Gazeteciler resepsiyonda HDP'nin yokluğunu hatırlatınca Erdoğan'ın tepkisi:
"Onların yeri Kandil!"
Erdoğan, çevresinde Meclis Başkanı, kuvvet komutanları, milletvekilleri, gazeteciler, davetliler. Konu "referandum"dan açılıyor.
Erdoğan'dan komutanlara:
"Biz her an herşeye hazır olalım."
Kuvvet komutanları:
"Hazırız."
Evet, Erdoğan haklı.
AB'ye ihtiyacımız yok artık.
Neden olsun ki?
Türkiye'ye bugün Erdoğan kriterleri yön veriyor, gerisi hikâye!
Devlet, Erdoğan'ın karşısında el pençe divan!
Çünkü, asıl devlet Erdoğan!
Hazırolda durmayan kalmadı onun karşısında.
Herkes onun iki dudağının arasından çıkacak söze bakıyor.
Bundan böyle AB'ye neden ihtiyacımız olsun ki?
Yargı bağımsız değil.
Kuvvetler ayrılığı uçtu gitti.
Yasaması da, yargısı da, yürütmesi de, medyası da ondan soruluyor.
Demokrasiyi demokrasi yapan bütün bu güçler, iktidar odakları Erdoğan'ın ağzına bakıyorsa, AB'ye neden ihtiyacımız olsun ki?
Bütün iktidar dizginleri artık Erdoğan'ın elinde.
AB'yi AB yapan kriterler çoktan beri geçersiz. AB üyeliğinin olmazsa olmazlarının, demokrasiyi demokrasi yapan temel değerlerin, yani "Kopenhag kriterleri"nin yerinde yeller esiyor.
Neydi Kopenhag kriterleri?
Demokrasi...
Hukuk devleti...
Hukukun üstünlüğü...
İnsan haklarına saygı...
İfade özgürlüğü...
Azınlıkların korunması...
Kadın-erkek eşitliği...
Bu değerler, Kopenhag kriterleridir.
2005'te AB ile tam üyelik müzakereleri, Türkiye'nin bu kriterlere uymaya başladığına dair genel bir mutabakata varılınca açıldı.
Şimdi ise böyle bir mutabakat yok.
Çünkü Kopenhag kriterlerinin yerini bugün artık Erdoğan kriterleri almış durumda.
O yüzden Erdoğan haklı.
AB'ye ihtiyaç kalmadı.
Artık Erdoğan kriterleri yön veriyor Türkiye'ye.

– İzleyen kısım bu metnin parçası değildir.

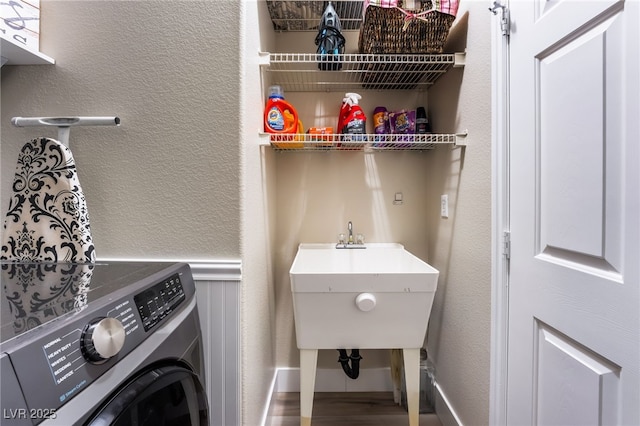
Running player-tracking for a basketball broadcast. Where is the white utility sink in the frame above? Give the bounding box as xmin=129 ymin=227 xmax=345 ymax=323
xmin=290 ymin=243 xmax=438 ymax=349
xmin=289 ymin=244 xmax=439 ymax=426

Herkes "Reis"in ağzına bakacak.
Son söz onun iki dudağının arasından çıkacak.
Ne derse o olacak.
Bağımsız yargıymış...
Güçler ayrılığıymış...
Yasama denetimiymiş...
Bağımsız, özgür medyaymış...
İfade özgürlüğüymüş...
Geçiniz!
Bakın, Erdoğan yasama yılını açarken demiş ki:
"Terör örgütleri ve mensupları dışında, OHAL uygulamasından zarar hiç kimse olmamıştır."
Tık yok.
Demokra-siymiş, hukuk devletiymiş çekin kuyruğunu gitsin.
9'u HDP'li, 1'i CHP'li 10 milletvekili hapiste.
Gazeteciler, akademisyenler, insan hakları savunucuları hapiste.
100 bin kişi kamudan atıldı.
50 bin kişi tutuklu.
Mahkeme ve hapishane kapıları tıklım tıklım dolu.
OHAL on binlerce kişiyi işsiz bıraktı.
Sessizlik.
Çünkü Erdoğan buyuruyor:
"OHAL'den zarar gören yok."
Doğru, AB'ye artık ihtiyacımız kalmadı.
Çünkü, Türkiye'ye bugün Erdoğan kriterleri yön veriyor.
Gerisi hikâye!
Demokrasiymiş, hukuk devletiymiş çekin kuyruğunu gitsin.